A Klio Message is protobuf data that is passed between transforms and represents a unit of work to be done by the transform. It carries an element value that serves as a reference to the data that is accessed during a transform in a pipeline. The Klio message also carries other data fields such as whether a message is in ping mode and should not be processed in a transform and whether a message should be force processed despite output already existing.

Run function

The run function is the main entrypoint to run a job’s transform(s). It contains the overall process of the pipeline, laying out the transforms that the klio messages will pass through during the pipeline. The second input is a reference to the Klio job config object with fields defined in the klio-job.yaml. The run function is defined in the run.py file. The inputs to the run function are an input PCollection that is returned by Klio transforms that will read in data depending on the type specified in the event config.

# run.py file

import apache_beam as beam

import transforms


def run(input_pcol, config):
    output_pcol = input_pcol | beam.ParDo(transforms.MyKlioTransform())
    return output_pcol

A run function can contain a single or multiple transforms. All transforms are based on beam transforms but transforms can be extended to add customized logic. Klio also provides built-in transforms to aid with existence checks, data loading etc.

Transforms

Transforms hold the logic involved in processing data.They receive a Klio Message, perform some logic,and yield the Klio message to the next transform of the pipeline. Transforms are typically defined in a transforms.py file then imported into the run.py file for use in the pipeline.

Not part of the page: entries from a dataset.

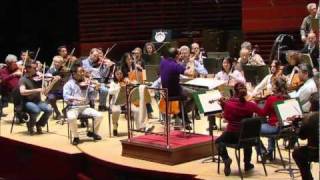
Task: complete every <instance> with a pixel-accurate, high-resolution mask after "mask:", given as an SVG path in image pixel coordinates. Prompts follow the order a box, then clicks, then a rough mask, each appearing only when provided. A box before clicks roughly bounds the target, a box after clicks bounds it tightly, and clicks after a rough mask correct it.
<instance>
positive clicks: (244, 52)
mask: <svg viewBox="0 0 320 180" xmlns="http://www.w3.org/2000/svg"><path fill="white" fill-rule="evenodd" d="M238 63H240V64H241V65H252V66H263V65H265V63H264V61H263V59H262V58H261V56H260V55H258V54H254V55H252V52H251V51H250V49H247V48H242V49H241V50H240V57H239V59H238Z"/></svg>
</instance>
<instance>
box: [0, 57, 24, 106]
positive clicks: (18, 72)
mask: <svg viewBox="0 0 320 180" xmlns="http://www.w3.org/2000/svg"><path fill="white" fill-rule="evenodd" d="M5 62H6V65H7V66H6V67H4V68H2V69H0V80H1V83H0V85H1V96H2V98H1V101H2V102H1V103H2V105H3V106H7V104H8V102H9V98H10V97H11V95H10V93H11V92H13V90H14V89H16V88H17V87H18V85H19V79H20V77H21V76H22V72H21V70H20V69H19V68H18V65H17V56H15V55H13V54H8V55H7V57H6V59H5Z"/></svg>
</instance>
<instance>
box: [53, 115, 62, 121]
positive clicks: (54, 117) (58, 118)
mask: <svg viewBox="0 0 320 180" xmlns="http://www.w3.org/2000/svg"><path fill="white" fill-rule="evenodd" d="M53 119H54V120H61V119H62V116H61V114H57V115H56V116H55V117H54V118H53Z"/></svg>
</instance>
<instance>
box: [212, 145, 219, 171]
mask: <svg viewBox="0 0 320 180" xmlns="http://www.w3.org/2000/svg"><path fill="white" fill-rule="evenodd" d="M220 155H221V153H220V148H219V147H218V174H220ZM212 158H214V155H213V157H212Z"/></svg>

Below is an example of a transform that inherits from Beam’s DoFn.

# transforms.py

import apache_beam as beam


class MyPlainTransform(beam.DoFn):
    def setup(self):
        # Some setup logic here
        self.audio_downloader = SomeAudioDownloader()

    def process(self, item):
        # <!-- snip -->

        yield item

Klio enhances Beam by offering decorators that can be imported from klio.transforms then used then decorating methods on transforms to make use of functionalities such as the examples below.

# transforms.py

import apache_beam as beam

from klio.transforms import decorators


class MyKliofiedTransform(beam.DoFn):
    @decorators.set_klio_context
    def setup(self):
        self.inputs = self._klio.job_config.inputs

    @decorators.handle_klio
    def process(self, item):
        entity_id = item.element.decode("utf-8")
        self._klio.logger.info(
            "Pocessing entity with ID %s" % (entity_id)
        )

        # some other logic
        yield item

Custom transforms can be imported and used in the run.py to put together the pipeline.

# run.py file

import apache_beam as beam

import transforms


def run(input_pcol, config):
    output_pcol = input_pcol | beam.ParDo(transforms.MyKliofiedTransform())
    return output_pcol

Klio also offers composite built-in transforms that can be used directly in the run.py function.